週刊ダイヤモンド9月23日号の第三特集は「メガバンクの構造改革」。日本銀行のマイナス金利政策による本業不振や、業務の効率性を示す「経費率」の悪化など、収益環境が変化する中、メガバンクグループはそれぞれどの事業に投資して成長していくのか。三菱東京UFJ銀行におけるデジタル技術推進の現状について、常務執行役員の林尚見氏に語ってもらった。(「週刊ダイヤモンド」編集部 田上貴大)

──他行に先駆けてフィンテック(金融とテクノロジーが融合した分野)のための外部組織「イノベーション・ラボ」をつくるなど、デジタル技術の活用に積極的です。

三菱東京UFJの常務が描く、銀行員のルーティンワークからの解放林 尚見・三菱東京UFJ銀行常務執行役員 Photo by Masato Kato

 こうしたデジタル事業は“多産多死”のため、まだ大きな成果は出ていません。むしろ、すぐに成果が出ることならば銀行本体でやっています。今すぐ何かを実らせようというわけではなく、ラボで温めた先端技術をある日突然爆発させて、一気に事業拡大するという方針です。

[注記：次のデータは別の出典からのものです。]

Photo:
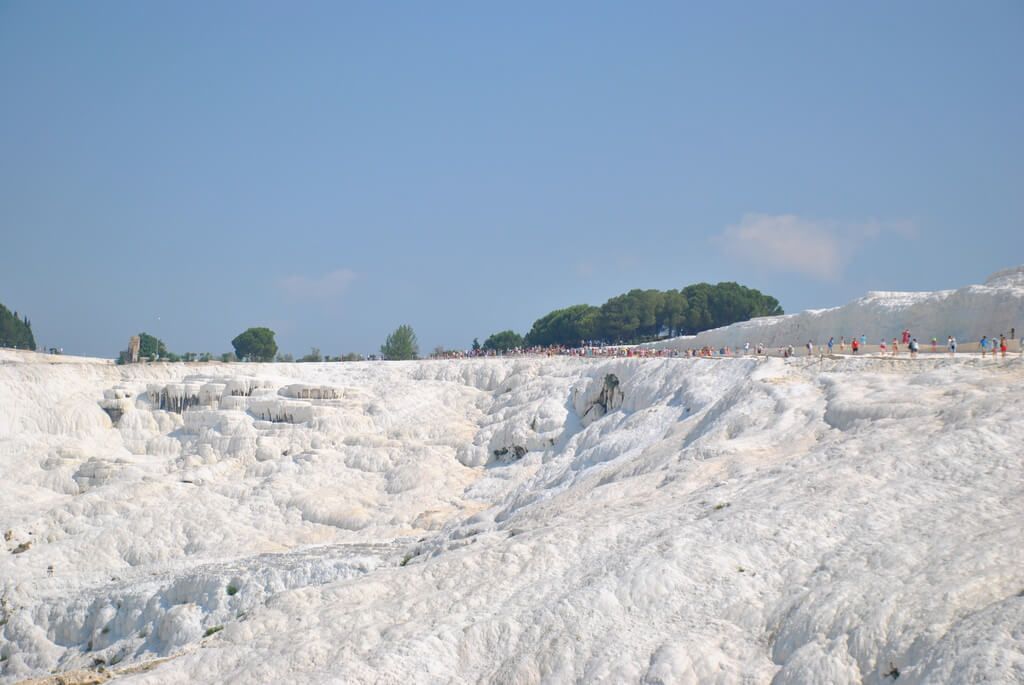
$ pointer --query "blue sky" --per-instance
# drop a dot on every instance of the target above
(333, 170)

 ラボは時代の100歩先を行き、銀行本体は半歩から1歩先の技術を押さえておく。この役割分担がちょうどよいと考えています。

──今年10月には、IoT(モノのインターネット端末)技術開発のために、「ジャパン・デジタル・デザイン」という新しい外部組織を立ち上げ、地方銀行とも連携すると発表しました。この組織の狙いは何でしょうか。

 大きく分けて2つあります。まず、日本は東京に集中していると言われますが、地方には地方のビジネスモデルがあり、私たちが気付いていないような課題を解決するニーズも、地方に多数存在していると考えています。その解決策を、地銀の皆さまとノウハウを共有しながら見つけることが一つ目の目的です。